The Ontario Court of Appeal recently nullified a non-competition covenant in a franchise agreement because the franchisor, medical equipment provider MediChair, had no intention of continuing to operate a store within the geographical area covered by the contract.
In 2008, the appellants purchased a franchise in Peterborough, Ont., and part of the transaction included a restrictive covenant prohibiting them from directly or indirectly operating a similar business within a 48-km (30-mi) radius of the store or the nearest franchise until 18 months after termination of the agreement.
By early 2015, MediChair’s ownership changed hands and the franchisees became disenchanted. When their franchise agreement expired, they changed the signage on their store and continued business as usual under a new name. The franchisor sued the franchisees to try to enforce the non-competition covenant and won. A lower court ruled the franchisees had breached their contract.
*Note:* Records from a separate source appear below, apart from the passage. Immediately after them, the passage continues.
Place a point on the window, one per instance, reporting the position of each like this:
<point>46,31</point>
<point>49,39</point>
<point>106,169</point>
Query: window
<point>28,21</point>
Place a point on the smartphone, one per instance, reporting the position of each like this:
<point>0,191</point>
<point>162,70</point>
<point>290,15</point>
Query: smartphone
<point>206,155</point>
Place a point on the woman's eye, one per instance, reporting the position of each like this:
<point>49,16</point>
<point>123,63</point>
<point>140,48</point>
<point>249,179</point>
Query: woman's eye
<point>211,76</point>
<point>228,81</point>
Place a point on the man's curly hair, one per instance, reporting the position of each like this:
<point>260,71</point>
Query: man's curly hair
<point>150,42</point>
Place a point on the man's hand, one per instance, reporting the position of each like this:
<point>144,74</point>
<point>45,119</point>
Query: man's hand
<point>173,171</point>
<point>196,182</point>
The franchisees called for a retrial and the Ontario Court of Appeal overturned the decision. It found the covenant unreasonable because MediChair had no ongoing intention to operate a competing store in the area, negating the proprietary interest the contract intended to protect.
McCarthy and Tetrault lawyer Shanique Lake says courts will limit the enforceability of restrictive covenants to those reasonably necessary to protect the franchisor’s ‘legitimate’ interests. They will look at the scope of the clause, the parties’ plans for the business and their present and future expectations for the business in a specified geographical area, she says. If the analysis proves there is no legitimate interest to protect, the courts will find it unenforceable.